The group announced its picks on Nov. 28 on Twitter. The awards will be handed out in a Jan. 9, 2018 gala hosted by Willie Geist.

“The Post” may be set in 1971 but its theme about press freedom is all about today. Spielberg rushed to get the movie filmed and released within a year. It is about the battle by newspapers to publish the leaked Pentagon Papers detailing the U.S. government’s misleading portrayal of the Vietnam War.

“I just felt that there was an urgency to reflect 1971 and 2017 because they were very terrifyingly similar,” the Oscar-winning director told a Hollywood audience after a recent screening of the film.

“Our intended audience are the people who have spent the last 13, 14 months thirsting and starving for the truth,” Spielberg said. “They are out there, and they need some good news.”

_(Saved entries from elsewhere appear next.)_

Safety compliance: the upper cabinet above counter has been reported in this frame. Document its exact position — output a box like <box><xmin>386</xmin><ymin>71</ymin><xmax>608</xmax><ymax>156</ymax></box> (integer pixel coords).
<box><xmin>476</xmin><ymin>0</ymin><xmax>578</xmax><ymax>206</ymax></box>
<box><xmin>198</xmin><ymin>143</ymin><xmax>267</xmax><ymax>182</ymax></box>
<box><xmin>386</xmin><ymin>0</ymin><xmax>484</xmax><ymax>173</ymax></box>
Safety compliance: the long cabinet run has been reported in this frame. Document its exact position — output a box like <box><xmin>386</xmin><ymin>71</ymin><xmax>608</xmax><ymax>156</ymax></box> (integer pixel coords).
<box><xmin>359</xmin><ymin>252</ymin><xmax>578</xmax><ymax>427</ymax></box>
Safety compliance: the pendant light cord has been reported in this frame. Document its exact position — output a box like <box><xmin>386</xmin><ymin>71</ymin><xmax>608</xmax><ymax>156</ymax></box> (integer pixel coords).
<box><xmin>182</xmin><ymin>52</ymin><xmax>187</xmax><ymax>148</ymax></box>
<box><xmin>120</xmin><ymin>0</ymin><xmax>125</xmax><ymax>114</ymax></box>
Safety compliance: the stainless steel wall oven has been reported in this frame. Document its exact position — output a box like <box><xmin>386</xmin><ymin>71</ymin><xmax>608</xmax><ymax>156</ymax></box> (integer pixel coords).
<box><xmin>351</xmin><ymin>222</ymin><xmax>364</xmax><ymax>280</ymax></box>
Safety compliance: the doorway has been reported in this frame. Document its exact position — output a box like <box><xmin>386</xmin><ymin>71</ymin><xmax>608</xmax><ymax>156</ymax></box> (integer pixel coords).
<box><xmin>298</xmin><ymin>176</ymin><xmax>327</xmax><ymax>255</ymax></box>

Spielberg, a prominent Hollywood Democrat, did not mention U.S. President Donald Trump. But “The Post” arrives in movie theaters in December at a time when the media has been under repeated attacks by Trump since his election in November 2016.

Trump has called the press “the enemy of the American people.” He uses the term “fake news” to cast doubt on news reports critical of his administration, often without providing evidence to support his case.
U.S. Attorney General Jeff Sessions said in August the Trump administration was considering requiring journalists to reveal their sources amid Trump’s push to stop leaks to the press.

Starring Meryl Streep as the late Washington Post publisher Katharine Graham and Tom Hanks as late editor Ben Bradlee, “The Post” is seen by awards watchers as a front runner for next year’s Oscars.

The film dramatizes the decisions by the New York Times and the Washington Post to publish the top-secret Pentagon Papers about the Vietnam War in the face of injunctions by the Nixon administration in a battle that went to the U.S. Supreme Court.

Spielberg said that before making the film he was “really depressed about what was happening in the world and the country.”

After getting the script in February, “suddenly my entire outlook on the future brightened overnight,” he said.

“The Post” was shot in June and opens in U.S. movie theaters on Dec. 22.